To work out how gene expression affects various phenotypes, scientists rely on broad sharing of genomic datasets. But sharing also raises concerns about the privacy of individuals whose information is included in such datasets.
Further, as functional genomics analyses typically focus on one disease at a time, anyone whose data is included in such a study could be at risk of having their disease status or other private health information figured out. Researchers from Yale University have noted, however, that functional genomics analyses do not require variant data, meaning that variants could be "sanitized" to prevent personal and genomic data from being linked.
After illustrating how data leakage may occur from functional genomics studies, the Yale team presented a file-format manipulation approach that allows raw reads to be shared while minimizing privacy leakages, as they reported on Thursday in the journal Cell.
"We can protect individual privacy while still encouraging people to participate in genetic studies that are undeniably good for society," senior author Mark Gerstein said in a statement.
A particular security and privacy issue for these databases is linkage attacks, in which publicly available information is used to tease out otherwise anonymous data from a separate database. In this study, Gerstein and his colleagues focused on combating a scenario in which a nefarious actor surreptitiously collects DNA from an individual, such as from a coffee cup, and overlaps that with information from an anonymized database. A DNA sample like that, when combined with a dataset from a study of individuals with bipolar disorder, for instance, could then determine whether a particular person has that condition.
When the researchers mimicked this scenario — using DNA samples collected from the coffee cups of consenting individuals — they found they could link those samples to the correct individuals in the database and infer their private health information. Similarly, they could use RNA-seq data from 421 individuals from the gEUVADIS project to identify those who were also in the 1000 Genomes Project, again, to uncover sensitive personal information.
To prevent such data leaks, the researchers devised a data-sanitization procedure that masks particular variants within the reads of a dataset — such as private, identifying mutations or those in linkage disequilibrium with them — by replacing them with generalized data from the human reference genome.

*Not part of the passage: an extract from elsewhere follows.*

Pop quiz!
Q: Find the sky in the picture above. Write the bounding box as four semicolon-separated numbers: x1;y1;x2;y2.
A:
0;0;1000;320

In particular, the researchers developed a file-format manipulation approach that converts a raw alignment file (BAM) to a privacy-preserving BAM (pBAM) file. Users can tune the approach to choose the level of data privacy they wish to impose. The removed data is then stored in a compressed file format that is kept under controlled access. This way, the researchers said, they can maintain both data privacy and utility. The approach is compatible with a range of software and pipelines, they noted.
"As more data are released for these kinds of functional genomics studies, concerns about security and privacy shouldn't be lost," Gerstein said. "At the dawn of the Internet, people didn't realize how important their online activities would become. Now that type of digital privacy has become so important to us. If we move into an era where getting your genome sequenced becomes routine, we don't want these worries about health privacy to become dominating."